12 Ocak 2012 Perşembe

bi kere de bana çıksın arkadaş!

o kadar çekiliş neyin yapılıyor şu blog aleminde, daha bir çöp kazanabilmişliğim yok. :( şimdi sen gel de benim şanslı bir insan olduğumu söyle... şimdi bu hediye öyle böyle değil. aşağıda linkini veriyorum direk oradan bakın ben kelimelere dökemeyeceğim bunu. o nehire nazır jakuzide gece yatak niyetine yatabilecek kadar çok istiyorum :D neden mi ? çünkü tam 1,5 senedir tatil yüzü görmedim... tam 1 yıldır anamdan emdiğim süt burnumdan geldi, ve hep bunu sayıkladım. " acilen toparlanmalıyım, üstümden koca bir yük kalktı :P, bi kaç gün tatile çıkmalıyım, aklıma gelirse size yazarım" ahahahahh :D
ahanda linkimiz :

BEYAZ EV AĞVA

10 Ocak 2012 Salı

2 hafta oldu bilee

işe başlayalı yarın tam 2 hafta olacak... bugün oryantasyon eğitimi aldım. eğitimden çok, insanların neler yaparak para kazandıkları ilgimi çekti. sırayla tüm bölümleri gezdim bir "beyaz yakalı" olarak.

beyaz yaka diye tabir edilmek garibime gitti. şimdi ben beyaz yakalıysam bu yorulmadan terlemeden para kazandığım anlamına mı geliyor acaba ? zira diğer işçi sınıfı çok yoruluyor, acayip ter döküyor, kirin pasın tozun içinde boğuşuyor ve bu yüzden yakaları beyaz kalamıyor da ondan mı onlara "beyaz yakalı" denmiyor. amaaaan ne bilim işte.

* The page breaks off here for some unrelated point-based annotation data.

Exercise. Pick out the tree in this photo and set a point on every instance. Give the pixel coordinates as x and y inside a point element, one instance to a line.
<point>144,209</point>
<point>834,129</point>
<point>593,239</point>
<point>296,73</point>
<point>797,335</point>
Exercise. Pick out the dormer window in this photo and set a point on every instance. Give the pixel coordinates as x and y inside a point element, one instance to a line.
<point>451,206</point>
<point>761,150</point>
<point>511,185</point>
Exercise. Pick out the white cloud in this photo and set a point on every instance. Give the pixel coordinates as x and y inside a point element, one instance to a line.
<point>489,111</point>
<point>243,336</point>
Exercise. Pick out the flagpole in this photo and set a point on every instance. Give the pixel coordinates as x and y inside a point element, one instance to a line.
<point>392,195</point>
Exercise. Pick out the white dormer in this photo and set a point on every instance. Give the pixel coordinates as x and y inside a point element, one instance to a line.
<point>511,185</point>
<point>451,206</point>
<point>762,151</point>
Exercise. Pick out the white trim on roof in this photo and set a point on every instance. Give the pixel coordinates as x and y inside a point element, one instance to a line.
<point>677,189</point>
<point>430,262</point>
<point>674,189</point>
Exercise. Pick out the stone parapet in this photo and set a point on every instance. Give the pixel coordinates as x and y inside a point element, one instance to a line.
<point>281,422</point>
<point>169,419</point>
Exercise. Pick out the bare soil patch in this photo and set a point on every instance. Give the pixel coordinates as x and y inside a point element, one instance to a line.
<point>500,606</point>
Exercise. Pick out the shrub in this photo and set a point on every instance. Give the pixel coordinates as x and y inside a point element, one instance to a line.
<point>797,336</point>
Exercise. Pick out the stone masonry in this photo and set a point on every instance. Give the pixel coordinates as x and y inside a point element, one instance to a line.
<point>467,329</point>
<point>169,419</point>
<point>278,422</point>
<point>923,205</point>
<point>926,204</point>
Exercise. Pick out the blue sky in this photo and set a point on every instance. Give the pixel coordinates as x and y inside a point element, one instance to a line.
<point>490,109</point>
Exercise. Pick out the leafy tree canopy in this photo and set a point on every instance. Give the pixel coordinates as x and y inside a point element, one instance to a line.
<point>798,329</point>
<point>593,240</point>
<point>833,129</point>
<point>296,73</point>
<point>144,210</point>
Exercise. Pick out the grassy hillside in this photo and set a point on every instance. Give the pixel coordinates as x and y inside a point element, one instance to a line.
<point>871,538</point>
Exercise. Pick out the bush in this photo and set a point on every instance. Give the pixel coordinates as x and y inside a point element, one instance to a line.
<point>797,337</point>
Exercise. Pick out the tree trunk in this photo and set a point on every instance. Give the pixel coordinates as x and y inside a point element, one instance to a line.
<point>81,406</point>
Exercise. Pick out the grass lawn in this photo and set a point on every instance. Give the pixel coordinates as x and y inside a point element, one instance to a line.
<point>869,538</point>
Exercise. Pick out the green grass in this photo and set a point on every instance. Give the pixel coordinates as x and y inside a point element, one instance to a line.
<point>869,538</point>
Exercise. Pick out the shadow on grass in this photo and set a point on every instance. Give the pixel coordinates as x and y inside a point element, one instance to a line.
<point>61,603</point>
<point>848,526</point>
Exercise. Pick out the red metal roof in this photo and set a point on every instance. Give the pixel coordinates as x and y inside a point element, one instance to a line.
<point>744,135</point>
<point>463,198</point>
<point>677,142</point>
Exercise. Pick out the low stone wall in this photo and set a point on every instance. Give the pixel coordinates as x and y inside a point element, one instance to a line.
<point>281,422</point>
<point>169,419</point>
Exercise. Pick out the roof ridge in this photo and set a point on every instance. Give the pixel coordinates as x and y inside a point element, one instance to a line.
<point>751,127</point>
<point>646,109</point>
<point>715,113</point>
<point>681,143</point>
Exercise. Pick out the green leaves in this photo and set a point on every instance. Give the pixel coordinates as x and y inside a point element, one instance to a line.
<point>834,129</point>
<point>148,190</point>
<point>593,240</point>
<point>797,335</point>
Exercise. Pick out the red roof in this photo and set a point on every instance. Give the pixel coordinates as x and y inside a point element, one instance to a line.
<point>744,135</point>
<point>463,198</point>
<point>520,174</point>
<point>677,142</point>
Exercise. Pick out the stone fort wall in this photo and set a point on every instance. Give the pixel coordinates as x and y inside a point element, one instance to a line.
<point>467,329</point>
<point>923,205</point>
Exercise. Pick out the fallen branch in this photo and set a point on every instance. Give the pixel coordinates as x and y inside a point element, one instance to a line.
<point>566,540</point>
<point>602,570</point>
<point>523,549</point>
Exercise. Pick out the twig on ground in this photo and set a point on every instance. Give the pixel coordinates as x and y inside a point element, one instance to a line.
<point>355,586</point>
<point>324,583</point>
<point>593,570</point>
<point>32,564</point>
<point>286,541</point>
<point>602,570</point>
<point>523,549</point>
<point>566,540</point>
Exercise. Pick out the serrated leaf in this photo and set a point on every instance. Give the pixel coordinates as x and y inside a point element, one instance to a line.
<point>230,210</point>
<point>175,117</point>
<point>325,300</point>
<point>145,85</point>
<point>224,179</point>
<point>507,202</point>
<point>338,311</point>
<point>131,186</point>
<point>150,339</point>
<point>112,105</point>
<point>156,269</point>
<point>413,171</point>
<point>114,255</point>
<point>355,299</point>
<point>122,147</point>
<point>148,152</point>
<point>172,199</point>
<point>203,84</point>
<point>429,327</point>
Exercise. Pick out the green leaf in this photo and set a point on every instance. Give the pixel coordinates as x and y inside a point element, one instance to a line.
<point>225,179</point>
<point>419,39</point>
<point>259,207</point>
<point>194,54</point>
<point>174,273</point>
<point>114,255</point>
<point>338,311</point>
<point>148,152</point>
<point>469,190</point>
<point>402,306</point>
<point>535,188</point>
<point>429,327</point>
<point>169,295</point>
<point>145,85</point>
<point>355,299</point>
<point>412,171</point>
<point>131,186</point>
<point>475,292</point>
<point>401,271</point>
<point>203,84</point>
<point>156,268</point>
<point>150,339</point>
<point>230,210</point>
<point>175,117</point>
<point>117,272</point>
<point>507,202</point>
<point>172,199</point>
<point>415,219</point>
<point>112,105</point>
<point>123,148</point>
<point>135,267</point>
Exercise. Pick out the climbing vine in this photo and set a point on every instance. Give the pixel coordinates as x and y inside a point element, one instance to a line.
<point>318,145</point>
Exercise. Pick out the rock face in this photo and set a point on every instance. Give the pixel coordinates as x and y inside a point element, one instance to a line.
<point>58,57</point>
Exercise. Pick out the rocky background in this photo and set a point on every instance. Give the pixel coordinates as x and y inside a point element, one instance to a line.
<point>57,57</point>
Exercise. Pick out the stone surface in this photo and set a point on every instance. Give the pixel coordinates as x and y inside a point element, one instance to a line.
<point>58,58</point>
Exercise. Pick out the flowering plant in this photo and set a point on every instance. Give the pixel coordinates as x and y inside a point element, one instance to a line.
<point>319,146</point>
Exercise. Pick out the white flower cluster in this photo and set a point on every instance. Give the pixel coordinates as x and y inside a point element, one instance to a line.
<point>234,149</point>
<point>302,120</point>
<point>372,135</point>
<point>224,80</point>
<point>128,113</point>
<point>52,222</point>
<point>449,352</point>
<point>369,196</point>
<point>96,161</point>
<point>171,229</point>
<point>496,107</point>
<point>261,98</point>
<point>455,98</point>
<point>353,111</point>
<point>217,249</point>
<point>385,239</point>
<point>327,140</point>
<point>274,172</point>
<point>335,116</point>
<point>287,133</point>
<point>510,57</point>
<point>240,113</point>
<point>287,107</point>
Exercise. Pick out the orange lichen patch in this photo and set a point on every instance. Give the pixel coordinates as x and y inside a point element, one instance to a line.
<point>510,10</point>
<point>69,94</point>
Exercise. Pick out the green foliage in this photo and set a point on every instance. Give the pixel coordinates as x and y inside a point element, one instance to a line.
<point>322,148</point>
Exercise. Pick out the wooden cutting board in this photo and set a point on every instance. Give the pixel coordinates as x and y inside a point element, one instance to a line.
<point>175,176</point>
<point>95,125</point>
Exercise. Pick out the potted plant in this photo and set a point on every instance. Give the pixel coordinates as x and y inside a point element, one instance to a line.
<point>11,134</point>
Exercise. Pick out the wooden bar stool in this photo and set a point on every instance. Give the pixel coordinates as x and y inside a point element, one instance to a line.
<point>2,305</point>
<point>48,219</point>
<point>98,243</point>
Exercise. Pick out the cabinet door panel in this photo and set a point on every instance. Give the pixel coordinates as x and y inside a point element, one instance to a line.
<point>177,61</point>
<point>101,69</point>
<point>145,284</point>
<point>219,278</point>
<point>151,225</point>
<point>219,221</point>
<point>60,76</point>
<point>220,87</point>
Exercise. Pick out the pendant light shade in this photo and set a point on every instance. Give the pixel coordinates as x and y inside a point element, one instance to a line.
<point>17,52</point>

ilk kez bir tekstil firmasında çalışıyorum. sanırım benm yaptığım işin güzel tarafı da hemen her sektörde bi şekilde çalışabiliyor olmam :P
dikimhane, kesimhane, modelhane ve sonu hane ile biten ne kadar bölüm varsa gezdim bugün. aslında benim pek alakam olan bölümler değiller. ama eğlenceli ve ilginç bir gezi oldu... mesela kesimhane denen yerde çok acayip makinalar vardı :D kocaman kocaman uzun masalar vardı... acayip keskin ve motorlu makaslar vardı falan filan işte :D bir de aksesuar bölümü vardı ki, kapısından girince kendimi kolyelerin küpelerin yüzüklerin içinde bir cennette bulacağımı sanıp heyecan yapmıştım, zira içeride düğmeden başka bişey yoktu :(
kocaman top top kumaşların olduğu bölüm de güzeldi. birde modelhanede kalıp nasıl çıkarılır onu gördüm. bilgisayarda bir programla yapılan her işe acayip ilgim var. yakında bilgisayarıma kalıp programı yüklersem şaşırmam.

biz "beyaz yakalılar" yinede bir makina ustası kadar işe yaramıyoruz onu farkettim ben...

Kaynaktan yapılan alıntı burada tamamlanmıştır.